Lors des conflits politiques à caractère ethnique qui ont secoué le Burundi, bien des couples se sont séparés. Au fil du temps, le nombre de mariages mixtes a sensiblement diminué. De nombreux couples sont fragilisés par l’héritage du passé: rejet, pressions, sentiment de culpabilité… Des témoignages éclairent sur cet aspect de la société qui entretient des traumatismes et influe sur la santé mentale des Burundais
10h45, quartier Masama, chef-lieu de la province Cankuzo au nord-est du Burundi. Annonciate est assise devant sa maisonnette en briques adobes couverte de tuiles. Elle allaite son fils de 13 mois. La jeune femme de 26 ans est surprise: elle ne s’attendait pas à notre visite.
Après un court briefing avec notre guide, son camarade de classe à l’Université du Burundi, campus Buhumuza, Annonciate reste silencieuse quelques instants. Mais, très vite, la discussion commence dans un climat très détendu. Première question: «De quelle ethnie es-tu?» Réponse: «Je suis hutu, sans aucun doute.»

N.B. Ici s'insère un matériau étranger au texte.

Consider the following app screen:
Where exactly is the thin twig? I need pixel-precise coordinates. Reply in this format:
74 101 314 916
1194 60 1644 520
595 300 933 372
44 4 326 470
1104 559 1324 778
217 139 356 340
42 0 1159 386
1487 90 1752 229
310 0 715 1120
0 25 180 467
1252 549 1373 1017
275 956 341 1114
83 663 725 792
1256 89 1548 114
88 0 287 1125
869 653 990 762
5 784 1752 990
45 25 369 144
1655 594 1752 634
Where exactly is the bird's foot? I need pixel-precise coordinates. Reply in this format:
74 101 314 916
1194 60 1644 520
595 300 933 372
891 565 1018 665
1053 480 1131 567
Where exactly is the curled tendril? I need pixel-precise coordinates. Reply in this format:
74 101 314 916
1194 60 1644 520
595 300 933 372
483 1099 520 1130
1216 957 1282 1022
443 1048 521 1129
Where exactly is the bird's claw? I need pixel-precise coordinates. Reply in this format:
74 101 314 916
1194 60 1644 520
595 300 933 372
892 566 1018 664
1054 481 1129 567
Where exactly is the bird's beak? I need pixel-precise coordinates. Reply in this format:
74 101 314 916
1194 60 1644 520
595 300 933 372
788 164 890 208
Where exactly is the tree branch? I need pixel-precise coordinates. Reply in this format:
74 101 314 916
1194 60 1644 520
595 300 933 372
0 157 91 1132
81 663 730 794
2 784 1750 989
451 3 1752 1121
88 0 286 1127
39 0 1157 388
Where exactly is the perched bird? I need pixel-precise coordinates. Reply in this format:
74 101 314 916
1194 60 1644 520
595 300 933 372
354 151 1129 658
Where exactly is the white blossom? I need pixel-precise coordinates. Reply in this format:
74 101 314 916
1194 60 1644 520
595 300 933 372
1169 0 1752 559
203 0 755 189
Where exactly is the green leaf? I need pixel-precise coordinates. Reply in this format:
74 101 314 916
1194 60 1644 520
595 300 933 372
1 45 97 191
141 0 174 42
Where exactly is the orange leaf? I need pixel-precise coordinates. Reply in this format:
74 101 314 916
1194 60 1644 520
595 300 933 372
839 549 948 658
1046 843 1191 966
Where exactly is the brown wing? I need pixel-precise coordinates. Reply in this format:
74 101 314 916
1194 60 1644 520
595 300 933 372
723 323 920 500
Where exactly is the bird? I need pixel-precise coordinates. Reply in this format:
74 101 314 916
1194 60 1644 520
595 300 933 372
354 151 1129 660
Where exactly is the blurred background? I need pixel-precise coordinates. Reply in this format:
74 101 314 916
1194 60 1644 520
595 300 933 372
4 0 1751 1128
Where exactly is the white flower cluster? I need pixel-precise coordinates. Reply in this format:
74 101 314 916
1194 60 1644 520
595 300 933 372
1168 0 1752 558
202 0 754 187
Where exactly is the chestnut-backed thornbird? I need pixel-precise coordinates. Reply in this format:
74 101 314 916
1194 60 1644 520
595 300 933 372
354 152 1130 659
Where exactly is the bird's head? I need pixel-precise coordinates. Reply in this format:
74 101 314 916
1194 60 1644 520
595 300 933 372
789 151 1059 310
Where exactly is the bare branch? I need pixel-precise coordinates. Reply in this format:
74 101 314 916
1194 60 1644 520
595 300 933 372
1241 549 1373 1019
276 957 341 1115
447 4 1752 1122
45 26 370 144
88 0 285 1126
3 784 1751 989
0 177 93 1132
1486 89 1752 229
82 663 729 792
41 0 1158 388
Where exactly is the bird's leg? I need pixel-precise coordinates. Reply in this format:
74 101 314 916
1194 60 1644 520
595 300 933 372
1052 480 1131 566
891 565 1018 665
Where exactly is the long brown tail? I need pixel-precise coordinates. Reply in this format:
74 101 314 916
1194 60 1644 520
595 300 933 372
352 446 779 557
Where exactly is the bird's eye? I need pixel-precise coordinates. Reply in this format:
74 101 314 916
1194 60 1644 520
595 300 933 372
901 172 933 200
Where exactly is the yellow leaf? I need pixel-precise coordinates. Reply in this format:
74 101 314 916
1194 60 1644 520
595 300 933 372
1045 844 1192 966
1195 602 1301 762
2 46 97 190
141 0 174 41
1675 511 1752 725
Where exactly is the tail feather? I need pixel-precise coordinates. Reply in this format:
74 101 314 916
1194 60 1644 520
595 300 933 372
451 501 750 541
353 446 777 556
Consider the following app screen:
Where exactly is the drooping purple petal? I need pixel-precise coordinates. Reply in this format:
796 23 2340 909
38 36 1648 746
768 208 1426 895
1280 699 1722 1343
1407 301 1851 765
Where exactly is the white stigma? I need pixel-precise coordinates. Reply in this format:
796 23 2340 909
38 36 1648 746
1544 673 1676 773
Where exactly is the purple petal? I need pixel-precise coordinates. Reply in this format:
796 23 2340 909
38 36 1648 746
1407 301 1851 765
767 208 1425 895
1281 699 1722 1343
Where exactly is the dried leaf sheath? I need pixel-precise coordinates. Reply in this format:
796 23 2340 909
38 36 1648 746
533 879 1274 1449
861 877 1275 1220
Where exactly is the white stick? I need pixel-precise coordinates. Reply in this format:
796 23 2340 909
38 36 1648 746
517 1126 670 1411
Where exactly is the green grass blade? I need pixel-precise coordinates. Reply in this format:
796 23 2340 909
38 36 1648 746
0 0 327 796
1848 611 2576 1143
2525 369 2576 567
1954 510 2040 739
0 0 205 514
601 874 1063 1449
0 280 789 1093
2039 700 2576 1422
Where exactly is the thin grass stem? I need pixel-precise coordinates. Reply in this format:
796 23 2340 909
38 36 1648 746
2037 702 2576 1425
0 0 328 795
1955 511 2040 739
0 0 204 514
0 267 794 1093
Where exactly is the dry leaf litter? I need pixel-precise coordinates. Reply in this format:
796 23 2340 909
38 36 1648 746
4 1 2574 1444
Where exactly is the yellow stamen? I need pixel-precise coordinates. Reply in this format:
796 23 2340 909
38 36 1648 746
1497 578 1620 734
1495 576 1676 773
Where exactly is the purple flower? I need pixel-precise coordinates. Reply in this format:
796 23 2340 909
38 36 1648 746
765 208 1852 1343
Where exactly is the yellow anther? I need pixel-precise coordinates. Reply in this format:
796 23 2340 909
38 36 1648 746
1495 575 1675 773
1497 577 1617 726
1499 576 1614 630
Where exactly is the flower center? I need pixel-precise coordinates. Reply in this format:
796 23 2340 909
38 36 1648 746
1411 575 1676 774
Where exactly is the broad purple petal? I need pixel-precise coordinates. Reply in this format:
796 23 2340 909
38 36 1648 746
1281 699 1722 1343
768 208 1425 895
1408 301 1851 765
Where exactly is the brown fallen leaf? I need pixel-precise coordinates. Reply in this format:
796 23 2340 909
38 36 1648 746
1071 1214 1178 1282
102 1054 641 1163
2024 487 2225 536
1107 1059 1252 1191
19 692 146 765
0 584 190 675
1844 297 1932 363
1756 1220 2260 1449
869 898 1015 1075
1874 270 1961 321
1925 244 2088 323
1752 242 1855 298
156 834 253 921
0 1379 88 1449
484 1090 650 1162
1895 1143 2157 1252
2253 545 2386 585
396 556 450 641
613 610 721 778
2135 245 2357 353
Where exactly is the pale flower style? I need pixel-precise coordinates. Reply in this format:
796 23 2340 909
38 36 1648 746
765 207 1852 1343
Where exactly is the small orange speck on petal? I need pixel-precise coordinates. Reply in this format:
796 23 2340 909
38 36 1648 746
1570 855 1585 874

Originaire de la commune Giheta en province Gitega au centre du Burundi, Annonciate s’est rendue à Cankuzo pour ses études universitaires. C’est là qu’elle rencontrera Jean-Paul Ndayisenga, alors jeune fonctionnaire d’origine Tutsi: «Au début, il n’y avait aucun problème avec ma belle-famille. Quand j’étais enceinte, mes belles sœurs m’ont toujours assistée. Jusqu’au jour de la naissance de mon fils. Elles ont regardé le bébé, trait pour trait. Puis, elles sont parties, sans rien dire », se souvient-elle amèrement.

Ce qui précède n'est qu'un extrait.